Originally from northern Idaho, Kara Miller has always been a creative soul.
As general manager of The Bridge, bar and concert venue in downtown Jefferson City, she has the pleasure of demonstrating her longtime passion for art and music.
Over the last seven years, Miller has worked side by side with The Bridge owner Wes Wingate, learning the ropes of the music industry. As her first job out of college, Miller worked as the primary media relations and event coordinator and has since continued to grow in the business.
She obtained her bachelor's degree from the University of Missouri School of Journalism with an emphasis in magazine journalism, more so focusing on design and editing. While completing her capstone, Miller said, she worked as a music editor, which ultimately gave her the skills and confidence to pursue the next step in her career.
"The week of graduation, the sushi place I was working at as a manager informed me they were closing their doors, so I knew I would soon be without a job," Miller said. "At the time, The Bridge in Columbia had only been open three months, and because I was a music editor, I knew I had the skills they needed to promote themselves in the music community."
The week after graduation, Miller pitched herself to Wingate and became the venue's new media relations coordinator.
For the last seven years, Miller helped enhance media relations, create a musician-friendly environment, manage artist contracts and still continues to evolve in the industry.
In June 2016, The Bridge closed its location in Columbia; in March 2017, The Bridge opened in Jefferson City.
In the new space, Miller said she is most proud of her ability to host benefit shows for organizations like the Central Missouri Foster Care and Adoption Agency, and offer space to nonprofits that need it.
"What motivates me in any capacity is being able to help something greater than what I can do by myself," Miller said. "We can allow people to use our space that would otherwise have to go somewhere and pay for the space."
Q. Who has invested in you and your career?
A. "My parents! I'm adopted, and my two parents are so supportive of everything that I do. I am a flawed human, and they know that. I mess up, and they still encourage me to get back up and keep going. Secondly, I have a strong knit-group of friends who are there for me, don't sugarcoat my mistakes, but are never too harsh on me. They are also my inspiration and keep me going."
Q. What choices have you made to invest in yourself and your own success?
A. "After graduating, I wasn't sure I wanted to be a journalist because the climate of journalism had changed, but I did know that I wanted to continue being an artist. Outside of here, I work for Diggit, where I can continue fostering my graphic design skills. I've chosen a creative path that may not be as financially stable as other directions, but I do really enjoy all the people I meet and get to work with. These experiences have expanded my knowledge and diversity of music, culture and networks of people. So I surround myself with people that inspire me to continue to be artistic.

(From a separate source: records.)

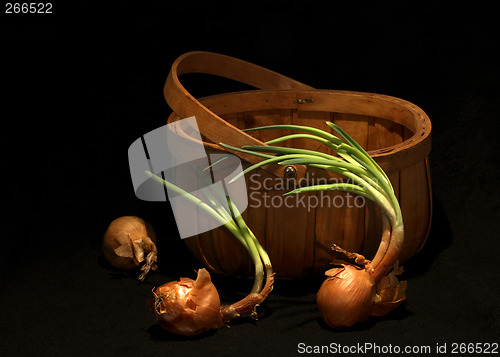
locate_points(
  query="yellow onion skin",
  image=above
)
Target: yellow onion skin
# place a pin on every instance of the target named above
(188, 307)
(127, 241)
(346, 297)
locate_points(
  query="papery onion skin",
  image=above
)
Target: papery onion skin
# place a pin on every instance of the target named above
(188, 307)
(127, 241)
(346, 296)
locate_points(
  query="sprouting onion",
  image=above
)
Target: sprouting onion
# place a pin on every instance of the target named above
(359, 287)
(187, 307)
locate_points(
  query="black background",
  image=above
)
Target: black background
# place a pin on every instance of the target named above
(80, 85)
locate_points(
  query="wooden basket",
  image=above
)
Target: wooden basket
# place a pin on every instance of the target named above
(396, 133)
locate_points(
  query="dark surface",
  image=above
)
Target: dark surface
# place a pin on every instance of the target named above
(82, 85)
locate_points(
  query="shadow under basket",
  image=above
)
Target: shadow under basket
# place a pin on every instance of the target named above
(298, 230)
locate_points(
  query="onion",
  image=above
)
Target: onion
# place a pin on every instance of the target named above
(188, 307)
(128, 243)
(356, 288)
(346, 296)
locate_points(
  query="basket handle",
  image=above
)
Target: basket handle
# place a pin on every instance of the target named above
(210, 124)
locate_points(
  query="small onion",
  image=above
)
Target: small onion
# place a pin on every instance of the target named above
(128, 243)
(188, 307)
(346, 296)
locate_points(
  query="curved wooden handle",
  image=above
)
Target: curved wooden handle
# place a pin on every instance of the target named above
(210, 124)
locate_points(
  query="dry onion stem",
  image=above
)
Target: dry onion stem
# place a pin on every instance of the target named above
(130, 242)
(350, 293)
(191, 307)
(355, 288)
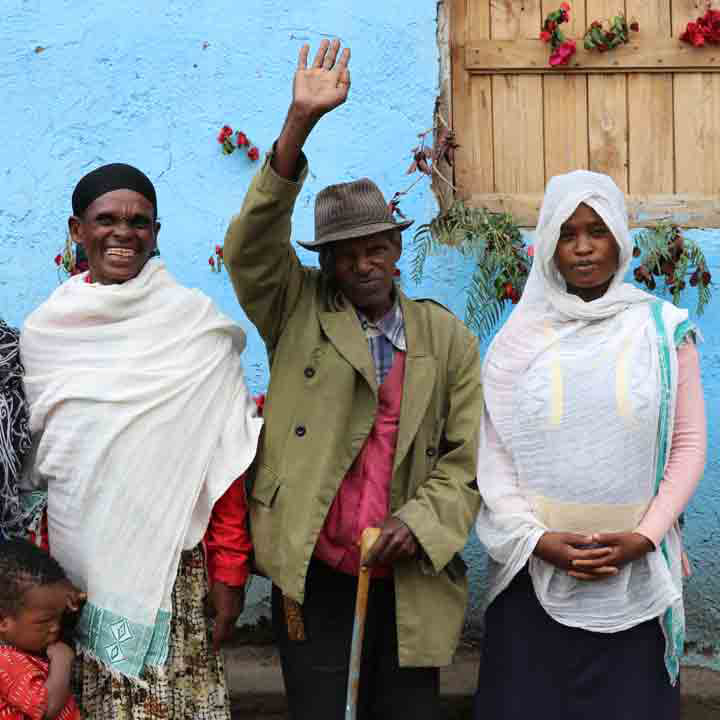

What I've done to continue being successful is to focus on being happy and not the monetary marks in this industry."
Q. Of what professional achievement are you most proud?
A. "Our tag line has always been "Free High Fives," and I'm most proud of being able to create a independent musician brand for the business and seeing it successfully come to fruition. It's not easy because social media is always changing and so what people want and how people want to find out about shows can be a challenge, but it's a very satisfactory feeling when you see your work come to life, knowing you pulled that off.
"I really like that we can use our space for benefit shows to help support nonprofits. I remember when Wes gave me free rein to build a show for the Central Missouri Foster Care and Adoption Association and all the profits made at the door went toward their agency."
Q. What do you see as the biggest issues facing women in the workplace?
A. "I can go into all of the standards: the pay rates, etc., but the biggest thing for me is men performers trying to take advantage of women. They look at my size and automatically assume that I'm not the one in charge. I think systematically people are unfamiliar with young women being in control and working in authoritative manners. It's uncomfortable for a lot of people, but Wes has always reinforced the fact I'm in charge and encourages me to be assertive and stand up for myself. People need to realize that women are extremely strong and capable of doing the same roles as a man."
Q. What drives you most in life and in your career?
A. "Art and music are huge passions of mine! So being able to work in that environment on a daily basis helps foster relationships with developing and independent musicians. Our slogan has always been, 'We're a venue built by musicians for musicians.' So it's fun to watch the process and the overall development of an artist."
Q. What advice would you give to a woman entering the workforce?
A. "The biggest piece of advice I can offer to other women is to learn what you need to learn to be able to move forward in whatever field you choose to do. Be confident and be proactive so that when you take on new challenges you can be assertive with the confidence that you know what you're doing."